Plats Kita-ku, Ōsaka-fu, Japan Jobb-id R-034228 Datum inlagd 08/28/2018

【職務内容 / Job Description

To deliver clinical studies in Japan

  • Manage a cross functional team of clinical experts to operationally deliver defined clinical studies or assigned clinical project activities to time, cost and appropriate quality including documentations.  
  • Provide input into study start up activities (e.g. study feasibility, study specifications, vendor/partner contracts, authoring of clinical study protocols and budgeting including authorization and governance of payment).
  • Oversee the delivery to plan of studies performed through external partners (such as Alliance partners, CROs, vendors and Academic Research Organizations) and to monitor progress, identify and solve operational issues. 
  • Lead and manage all activities related to site management and monitoring including the following with agreed timelines, agreed budget and company standard quality.
  • Plan and deliver a site selection strategy
  •  Patient recruitment strategy including SMO managements
  •  Lead and manage CRAs including CRO CRAs to deliver clinical study data
  •  Develop and manage risk mitigation plans and contingency plans to execute site managements and monitoring from sites clarification to sites close on time.
  •  Manage the quality of clinical study data including queries and deviations and resolve issues as needed.
  •  Ensure the quality of monitoring visit reports focused on study specific contents.
  •  Lead activities associated with site audits in liaison with Clinical & Pharmacovigilance QA  and contribute to regulatory inspection in the area of site management and monitoring
  •  Escalate issues related to site management and monitoring to an appropriate person and contribute to resolve.
  • Responsible for ensuring timely compliance by clinical delivery sub team with mandatory governance controls (such as Delegation of Authority, Study attestations, Letter of Assurance and Clinical Trial Disclosure). 
  • Provide input and maintenance of up to date and appropriate quality, project and study plans (including timings and total costs) in agreed systems (such as IMPACT, OPAL and ACCORD).
  • Lead a work package or manage a clinical study including scope, budget, timelines, risk management and communicate status (e.g. via generation of reports) and make a consultation with relevant function as required.
  • Provide input along with the project team and functions the most efficient procedures to support delivery by taking the project situation and compliance requirements into account.
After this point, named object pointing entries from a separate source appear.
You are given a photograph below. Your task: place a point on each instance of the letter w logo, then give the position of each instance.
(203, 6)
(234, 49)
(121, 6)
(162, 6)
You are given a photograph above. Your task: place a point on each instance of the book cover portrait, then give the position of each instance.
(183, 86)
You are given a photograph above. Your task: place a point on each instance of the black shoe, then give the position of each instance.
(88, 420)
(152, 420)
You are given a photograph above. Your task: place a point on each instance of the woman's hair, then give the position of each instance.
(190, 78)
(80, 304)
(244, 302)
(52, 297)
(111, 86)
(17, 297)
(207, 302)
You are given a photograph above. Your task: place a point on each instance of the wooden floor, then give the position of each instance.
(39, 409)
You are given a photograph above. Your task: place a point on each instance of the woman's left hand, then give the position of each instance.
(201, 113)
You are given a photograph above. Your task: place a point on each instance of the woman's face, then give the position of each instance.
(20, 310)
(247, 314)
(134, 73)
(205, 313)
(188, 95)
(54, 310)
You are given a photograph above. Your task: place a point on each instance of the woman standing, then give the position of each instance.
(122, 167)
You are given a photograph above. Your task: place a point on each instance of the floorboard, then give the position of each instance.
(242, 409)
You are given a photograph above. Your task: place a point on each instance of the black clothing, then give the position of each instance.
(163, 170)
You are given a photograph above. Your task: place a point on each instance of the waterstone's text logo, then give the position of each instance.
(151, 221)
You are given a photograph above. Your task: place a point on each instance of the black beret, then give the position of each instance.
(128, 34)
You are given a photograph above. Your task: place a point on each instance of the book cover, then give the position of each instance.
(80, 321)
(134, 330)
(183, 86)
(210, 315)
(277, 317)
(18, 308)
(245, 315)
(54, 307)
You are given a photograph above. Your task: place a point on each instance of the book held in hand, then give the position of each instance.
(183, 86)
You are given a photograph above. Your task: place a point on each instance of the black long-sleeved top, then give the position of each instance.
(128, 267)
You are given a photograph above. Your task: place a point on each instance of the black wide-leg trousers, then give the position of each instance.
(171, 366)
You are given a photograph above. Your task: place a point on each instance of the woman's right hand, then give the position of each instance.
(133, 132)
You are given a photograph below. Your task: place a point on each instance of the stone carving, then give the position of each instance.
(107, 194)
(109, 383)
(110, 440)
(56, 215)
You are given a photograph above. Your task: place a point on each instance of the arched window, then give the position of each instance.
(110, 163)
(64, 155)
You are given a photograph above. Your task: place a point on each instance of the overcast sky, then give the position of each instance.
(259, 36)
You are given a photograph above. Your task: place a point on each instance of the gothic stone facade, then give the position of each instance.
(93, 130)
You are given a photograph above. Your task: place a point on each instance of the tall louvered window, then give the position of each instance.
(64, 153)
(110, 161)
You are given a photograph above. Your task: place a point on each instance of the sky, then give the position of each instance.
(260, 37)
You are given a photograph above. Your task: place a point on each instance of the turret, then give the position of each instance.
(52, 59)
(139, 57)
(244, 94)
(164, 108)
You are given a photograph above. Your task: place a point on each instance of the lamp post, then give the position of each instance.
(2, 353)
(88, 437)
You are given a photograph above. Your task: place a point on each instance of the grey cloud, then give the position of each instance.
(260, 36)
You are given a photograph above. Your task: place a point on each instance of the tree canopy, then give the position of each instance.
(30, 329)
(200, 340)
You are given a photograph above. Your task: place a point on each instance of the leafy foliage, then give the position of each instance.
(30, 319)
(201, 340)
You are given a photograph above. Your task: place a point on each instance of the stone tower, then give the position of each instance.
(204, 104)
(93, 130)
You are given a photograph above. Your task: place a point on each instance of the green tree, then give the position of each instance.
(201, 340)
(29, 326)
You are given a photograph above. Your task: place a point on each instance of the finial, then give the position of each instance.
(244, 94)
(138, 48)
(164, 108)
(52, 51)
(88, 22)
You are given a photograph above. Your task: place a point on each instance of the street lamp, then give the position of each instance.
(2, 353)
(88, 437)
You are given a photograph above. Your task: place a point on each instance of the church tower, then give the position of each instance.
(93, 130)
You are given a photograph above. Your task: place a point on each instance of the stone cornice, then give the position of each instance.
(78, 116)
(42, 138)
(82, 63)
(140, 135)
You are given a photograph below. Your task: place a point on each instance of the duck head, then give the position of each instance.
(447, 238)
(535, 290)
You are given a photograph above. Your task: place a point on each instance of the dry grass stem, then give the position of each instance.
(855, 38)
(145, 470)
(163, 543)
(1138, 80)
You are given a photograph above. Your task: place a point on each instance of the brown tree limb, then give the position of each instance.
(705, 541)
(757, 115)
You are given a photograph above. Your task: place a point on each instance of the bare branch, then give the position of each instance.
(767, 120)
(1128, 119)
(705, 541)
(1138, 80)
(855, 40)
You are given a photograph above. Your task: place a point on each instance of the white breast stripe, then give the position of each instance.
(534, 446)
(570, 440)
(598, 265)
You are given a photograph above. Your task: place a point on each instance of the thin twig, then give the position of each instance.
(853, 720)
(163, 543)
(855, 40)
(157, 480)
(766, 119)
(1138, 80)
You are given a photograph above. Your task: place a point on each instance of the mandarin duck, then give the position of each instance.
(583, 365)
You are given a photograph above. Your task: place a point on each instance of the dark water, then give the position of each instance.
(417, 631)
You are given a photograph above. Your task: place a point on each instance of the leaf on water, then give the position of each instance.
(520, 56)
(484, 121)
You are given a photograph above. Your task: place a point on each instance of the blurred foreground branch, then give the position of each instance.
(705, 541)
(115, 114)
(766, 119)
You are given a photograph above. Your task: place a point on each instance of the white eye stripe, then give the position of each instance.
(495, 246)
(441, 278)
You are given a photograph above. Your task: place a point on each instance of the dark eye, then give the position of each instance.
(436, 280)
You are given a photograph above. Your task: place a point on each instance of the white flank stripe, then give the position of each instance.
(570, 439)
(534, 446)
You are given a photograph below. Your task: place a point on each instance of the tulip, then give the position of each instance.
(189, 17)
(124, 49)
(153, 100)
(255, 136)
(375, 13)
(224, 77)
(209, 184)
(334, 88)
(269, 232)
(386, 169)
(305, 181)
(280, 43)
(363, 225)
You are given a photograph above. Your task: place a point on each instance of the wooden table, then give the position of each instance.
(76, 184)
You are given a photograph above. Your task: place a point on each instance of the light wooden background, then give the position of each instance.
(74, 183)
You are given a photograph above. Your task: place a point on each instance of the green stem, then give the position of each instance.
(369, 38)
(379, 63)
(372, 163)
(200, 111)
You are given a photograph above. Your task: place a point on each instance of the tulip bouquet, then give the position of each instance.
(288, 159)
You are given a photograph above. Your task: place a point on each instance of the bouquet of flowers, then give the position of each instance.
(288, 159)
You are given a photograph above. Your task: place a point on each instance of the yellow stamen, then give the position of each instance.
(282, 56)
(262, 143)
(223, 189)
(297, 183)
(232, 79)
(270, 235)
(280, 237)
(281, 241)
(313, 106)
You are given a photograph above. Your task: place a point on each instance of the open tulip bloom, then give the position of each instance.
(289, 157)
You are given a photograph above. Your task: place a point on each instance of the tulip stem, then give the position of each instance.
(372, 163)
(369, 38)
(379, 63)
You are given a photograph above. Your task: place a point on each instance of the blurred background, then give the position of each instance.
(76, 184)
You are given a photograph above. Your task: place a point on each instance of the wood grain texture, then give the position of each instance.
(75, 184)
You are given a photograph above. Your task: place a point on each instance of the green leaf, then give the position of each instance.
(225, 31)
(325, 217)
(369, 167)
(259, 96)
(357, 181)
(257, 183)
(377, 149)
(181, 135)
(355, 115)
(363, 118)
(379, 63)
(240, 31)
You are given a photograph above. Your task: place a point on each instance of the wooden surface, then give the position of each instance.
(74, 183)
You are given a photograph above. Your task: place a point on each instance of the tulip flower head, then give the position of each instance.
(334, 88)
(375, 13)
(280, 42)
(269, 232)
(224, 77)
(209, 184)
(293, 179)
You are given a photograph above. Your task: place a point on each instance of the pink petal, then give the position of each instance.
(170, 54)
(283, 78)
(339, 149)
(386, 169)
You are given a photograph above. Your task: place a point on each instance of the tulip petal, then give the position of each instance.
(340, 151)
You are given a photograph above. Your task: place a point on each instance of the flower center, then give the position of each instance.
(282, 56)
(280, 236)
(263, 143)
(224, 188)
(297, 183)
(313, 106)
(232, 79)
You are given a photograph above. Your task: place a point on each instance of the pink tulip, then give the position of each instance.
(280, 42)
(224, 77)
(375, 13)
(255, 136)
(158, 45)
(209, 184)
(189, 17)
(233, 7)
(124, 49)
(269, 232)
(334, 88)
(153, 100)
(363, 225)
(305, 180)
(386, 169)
This includes that ensuring sufficient appropriate training on AZ processes, SOPs, standards and templates is provided to external partners.
  • Ensure translation into Japanese of study documents such as CSP and MICF.
  • Ensure that all study documents are ready for final archiving and sign-off completion of local part of the Trial Master File.
  • Manage the study delivery related activities associated with regulatory inspections/audits in liaison with Quality Assurance and other relevant parties. 
  • May be assigned responsibility for project management and leadership of non-drug project work including applying lean sigma and change management techniques.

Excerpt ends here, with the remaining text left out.